Barring Bengaluru, summertime average relative humidity has increased by 5-10 per cent in the other five megacities from 2014-2023 compared to the 2001-2010 average.
The CSE report comes at a time when blistering heatwaves are affecting health and livelihoods in large parts of India.
“Assessing the changing trend in heat, relative humidity, and land surface temperature along with day and night-time temperatures is necessary to develop a comprehensive heat management plan for urban centres,” said Anumita Roychowdhury, executive director of research and advocacy at CSE.
Avikal Somvanshi, senior programme manager at CSE's Urban Lab, said addressing the combination of high heat and humidity is particularly important as it can compromise the human body’s main cooling mechanism, sweating.
“The evaporation of sweat from the skin cools our bodies, but higher humidity levels limit this natural cooling. As a result, people can suffer heat stress and illness, and the consequences can even be fatal at much lower ambient temperatures,” he explained.
The study showed that megacities are not cooling down at night.
The land surface temperature during the summers of 2001-2010 would drop by 6.20-13.20 degrees Celsius from the daytime peak to the nighttime low. In the last 10 summers (2014-2023), night-time cooling has reduced to 6.20-11.50 degrees Celsius, the CSE said.

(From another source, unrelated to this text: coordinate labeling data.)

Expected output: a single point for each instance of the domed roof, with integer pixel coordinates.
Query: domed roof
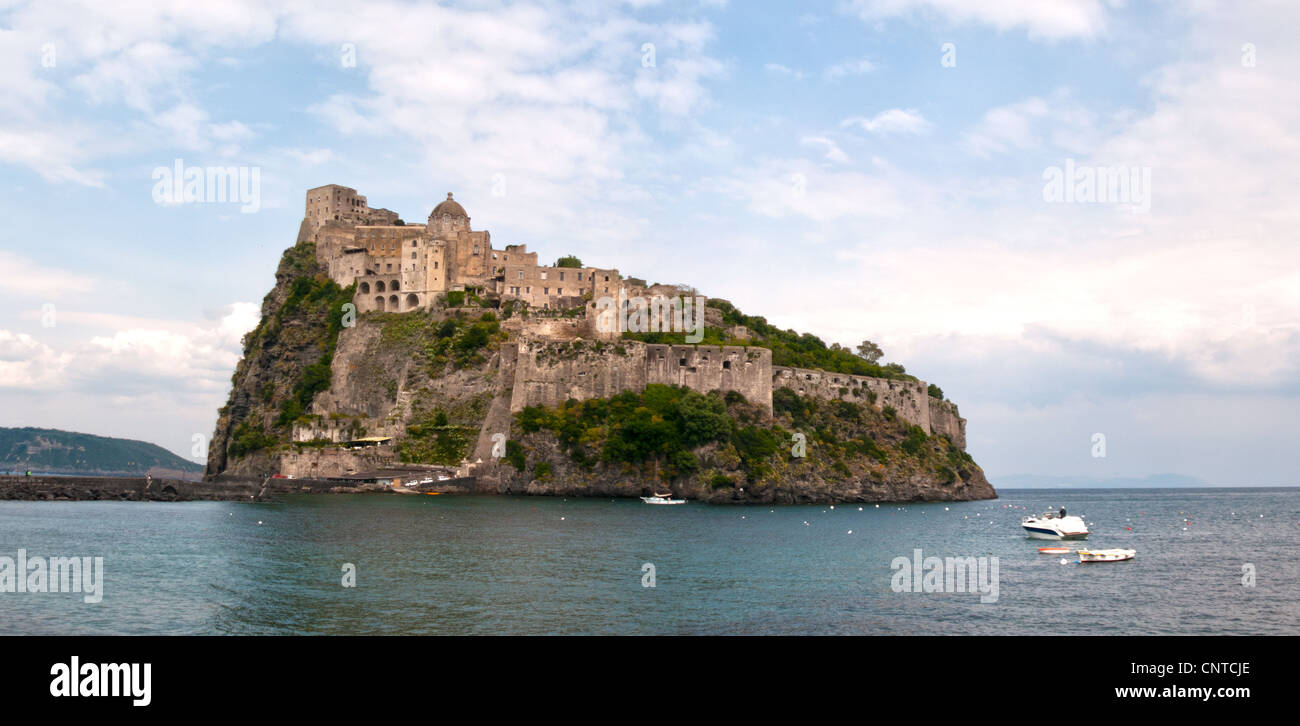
(449, 207)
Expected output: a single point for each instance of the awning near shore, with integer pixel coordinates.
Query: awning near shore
(368, 441)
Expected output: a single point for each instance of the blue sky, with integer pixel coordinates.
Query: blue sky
(815, 163)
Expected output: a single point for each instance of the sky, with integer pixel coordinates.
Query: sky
(892, 171)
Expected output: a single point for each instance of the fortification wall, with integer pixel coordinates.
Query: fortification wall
(909, 398)
(709, 367)
(945, 420)
(547, 374)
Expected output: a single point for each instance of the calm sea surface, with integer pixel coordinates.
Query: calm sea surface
(503, 565)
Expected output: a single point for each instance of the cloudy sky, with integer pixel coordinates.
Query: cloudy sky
(853, 168)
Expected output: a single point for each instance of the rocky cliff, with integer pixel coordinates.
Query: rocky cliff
(475, 389)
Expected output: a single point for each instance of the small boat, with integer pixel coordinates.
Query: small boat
(1106, 554)
(1053, 527)
(662, 498)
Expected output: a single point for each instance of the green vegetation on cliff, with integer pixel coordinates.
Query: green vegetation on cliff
(789, 348)
(456, 341)
(676, 432)
(294, 342)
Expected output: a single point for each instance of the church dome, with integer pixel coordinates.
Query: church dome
(449, 207)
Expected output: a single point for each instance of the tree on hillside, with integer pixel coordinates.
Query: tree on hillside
(871, 351)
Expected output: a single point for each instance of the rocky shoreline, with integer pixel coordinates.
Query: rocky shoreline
(147, 489)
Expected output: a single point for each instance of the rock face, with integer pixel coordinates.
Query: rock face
(447, 387)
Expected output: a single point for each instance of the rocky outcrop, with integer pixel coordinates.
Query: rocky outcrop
(447, 387)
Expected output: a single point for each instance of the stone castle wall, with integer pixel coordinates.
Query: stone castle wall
(909, 398)
(547, 374)
(944, 419)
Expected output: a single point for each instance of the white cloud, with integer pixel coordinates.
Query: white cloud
(892, 121)
(797, 189)
(848, 68)
(1052, 21)
(832, 150)
(783, 70)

“Hot nights are as dangerous as midday peak temperatures. People get little chance to recover from daytime heat if temperatures remain high overnight,” Somvanshi said.
“A study published in 'The Lancet Planetary Health' noted that the risk of death from excessively hot nights could increase nearly six-fold in the future. This prediction is much higher than the mortality risk from daily average warming suggested by climate change models,” he said.
The study said that rising humidity levels have also made monsoons in Delhi, Mumbai, Kolkata, and Chennai hotter than pre-monsoon periods.
It noted that all megacities have become more concretized in the last two decades, increasing heat stress. The CSE highlighted that an increase in green cover is not effective in mitigating nighttime heat.
The study showed that Kolkata has the highest percentage of land under concrete and the lowest green cover among the megacities, while Delhi has the least area under concrete and the maximum green cover.
Green cover has declined in Mumbai, Kolkata, and Chennai. The built-up area in Chennai has doubled in the last two decades, while its green cover shrank by almost 14 percentage points.